• Source: Kiisortoqia
  • Kiisortoqia soperi is an extinct species of arthropod from the Early Cambrian Sirius Passet Lagerstätte in Greenland. While it had a superficially trilobite-like bodyform, it also possessed large frontal appendages similar to those of radiodonts.


    Description



    The body of K. soperi consisted of a simple head shield, 16 trunk segments (tergites) and a tail plate. In outward appearance the body is almost elliptical, about twice as long as wide, with the widest point in the front third of the body at the 3rd to 5th tergite.
    The head plate was simple, convex in shape, wider than long, and represented about 20% of the total body length. The tergites were short, about five times as wide as long, and the rear edge of each tergite overlapped the following by about a fifth of its length. The tergites 1–5 all had about the same width, the following tergites becoming narrower towards the posterior end of the animal. In the middle of the tergites an axis can be clearly seen, which constituted about half the width of a tergite and gave it a three-lobed shape. At the lateral ends of each tergite existed spines which increased in length towards the tail. The tiny tail was semi-circular, about half as long as wide. The front half to two-thirds of the tail shield also has a three-lobed shape.
    The first segment bore a ventral pair of large appeandages, which are about half to two-thirds as long as the body. They consisted of a cylindrical stem and about 15 segments. The segments had a flat outer side and two widely spaced spines.
    The other limbs – three pairs in the head region shield and 16 on the body segments – composed of two branches. The basipod was long, trapezoid-shaped and had two rows with different numbers of spines. The exopods were paddle-like lobes, which were fringed with bristles. The length was little more than two thirds of the length of the endopodite.
    Its gut is occasionally preserved in three dimensions, perhaps in phosphate.


    Ecology


    It is believed that Kiisortoqia was a predatory swimmer. The large paddle-like exopods were probably suitable for swimming. With its robust appendages, K. soperi could capture prey, probably using its prickly basipods to bring them to its mouth.


    Etymology


    The name of the genus is derived from the Greenlandic word kiisortoq, meaning "predator" or "hunter". The specific epithet is in honor of Norman John (Jack) Soper who, together with A. K. Higgins, discovered the Sirius Passet fauna and collected the first fossils from the locality.


    Distribution


    More than 170 specimens of the species were recovered in the course of several expeditions between 1985 and 2006 from the Lower Cambrian Sirius Passet Konservat-Lagerstätte, in Peary Land, northern Greenland. The specimens are usually more or less completely preserved: disarticulated fossils were not discovered.


    Systematic position


    Kiisortoqia soperi possesses three crown-arthropod homologies: a head shield with three pairs of limbs, plus the appendages; postappendage biramous limbs; and flap-like exopods fringed with setae.
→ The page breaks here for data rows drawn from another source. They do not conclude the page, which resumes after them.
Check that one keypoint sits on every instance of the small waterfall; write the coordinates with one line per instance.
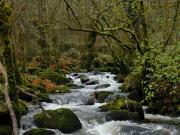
(93, 121)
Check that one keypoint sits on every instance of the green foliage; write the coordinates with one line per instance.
(20, 107)
(124, 104)
(160, 73)
(63, 119)
(5, 130)
(39, 131)
(54, 77)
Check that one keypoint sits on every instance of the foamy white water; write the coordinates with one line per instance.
(93, 121)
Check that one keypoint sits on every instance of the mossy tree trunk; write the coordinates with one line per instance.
(41, 25)
(5, 24)
(90, 45)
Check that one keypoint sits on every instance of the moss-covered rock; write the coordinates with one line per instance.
(131, 83)
(5, 130)
(101, 95)
(54, 77)
(39, 131)
(60, 89)
(122, 115)
(34, 70)
(124, 104)
(4, 115)
(20, 108)
(43, 97)
(63, 119)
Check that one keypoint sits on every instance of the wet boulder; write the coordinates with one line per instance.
(75, 86)
(62, 119)
(102, 86)
(84, 78)
(133, 129)
(39, 131)
(122, 115)
(133, 95)
(130, 106)
(5, 130)
(157, 132)
(75, 74)
(92, 82)
(90, 101)
(54, 77)
(101, 96)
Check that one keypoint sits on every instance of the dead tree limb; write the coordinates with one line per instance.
(8, 101)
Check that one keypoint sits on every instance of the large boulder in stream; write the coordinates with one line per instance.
(62, 119)
(123, 109)
(19, 108)
(5, 130)
(83, 78)
(92, 82)
(54, 77)
(39, 131)
(101, 96)
(102, 86)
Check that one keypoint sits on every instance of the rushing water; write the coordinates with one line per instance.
(93, 120)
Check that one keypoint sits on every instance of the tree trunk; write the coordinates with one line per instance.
(8, 102)
(90, 56)
(5, 24)
(144, 25)
(41, 25)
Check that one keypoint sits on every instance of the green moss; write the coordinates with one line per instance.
(34, 70)
(124, 104)
(63, 119)
(2, 106)
(43, 97)
(132, 83)
(62, 89)
(39, 131)
(102, 95)
(122, 115)
(5, 130)
(20, 108)
(54, 77)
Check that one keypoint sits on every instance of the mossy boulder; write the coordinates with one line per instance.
(63, 119)
(54, 77)
(60, 89)
(4, 115)
(102, 86)
(34, 70)
(75, 86)
(39, 131)
(124, 104)
(83, 78)
(120, 78)
(131, 83)
(101, 96)
(20, 108)
(43, 97)
(122, 115)
(5, 130)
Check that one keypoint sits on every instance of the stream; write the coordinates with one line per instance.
(93, 121)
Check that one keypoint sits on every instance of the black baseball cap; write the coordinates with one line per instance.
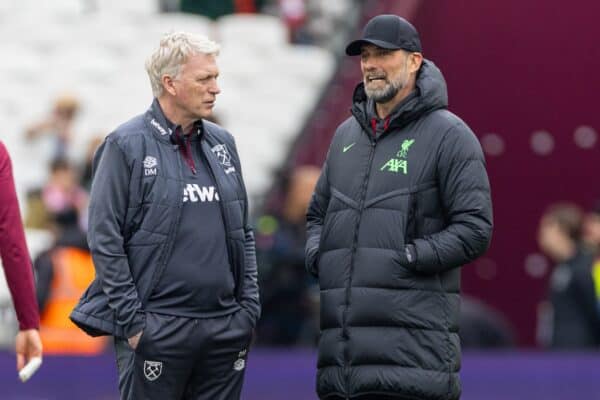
(388, 32)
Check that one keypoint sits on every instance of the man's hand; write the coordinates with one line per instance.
(28, 345)
(135, 340)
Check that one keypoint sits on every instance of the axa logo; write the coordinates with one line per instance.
(224, 157)
(193, 193)
(159, 127)
(399, 163)
(150, 164)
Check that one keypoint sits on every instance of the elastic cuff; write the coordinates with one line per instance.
(136, 325)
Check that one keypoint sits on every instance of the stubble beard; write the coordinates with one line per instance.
(386, 93)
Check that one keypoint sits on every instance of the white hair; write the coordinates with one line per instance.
(172, 53)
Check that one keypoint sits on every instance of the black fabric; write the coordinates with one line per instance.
(388, 32)
(135, 209)
(389, 325)
(199, 256)
(191, 359)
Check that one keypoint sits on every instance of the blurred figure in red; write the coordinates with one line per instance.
(289, 296)
(17, 266)
(573, 314)
(63, 272)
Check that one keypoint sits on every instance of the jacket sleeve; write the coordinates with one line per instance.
(108, 206)
(250, 300)
(465, 196)
(13, 249)
(315, 217)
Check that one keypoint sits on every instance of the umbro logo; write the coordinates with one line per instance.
(159, 127)
(193, 193)
(150, 164)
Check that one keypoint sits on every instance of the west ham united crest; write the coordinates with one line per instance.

An exact position within the arthropods, however, cannot be determined, due to the possible lack of eyes and the ambiguous shape of the tail plate. A possible synapomorphy of the appendages with the chelicerates is purely speculative. A later cladistic analysis resolved Kiisortoqia as sister to the rest of crown-group arthropods studied. A later study also suggested it was closely related to the morphologically similar Bushizheia known from the Chengjiang Biota of China. A close relationship with Artiopoda, which includes trilobites and their close relatives, has been suggested by some analyses.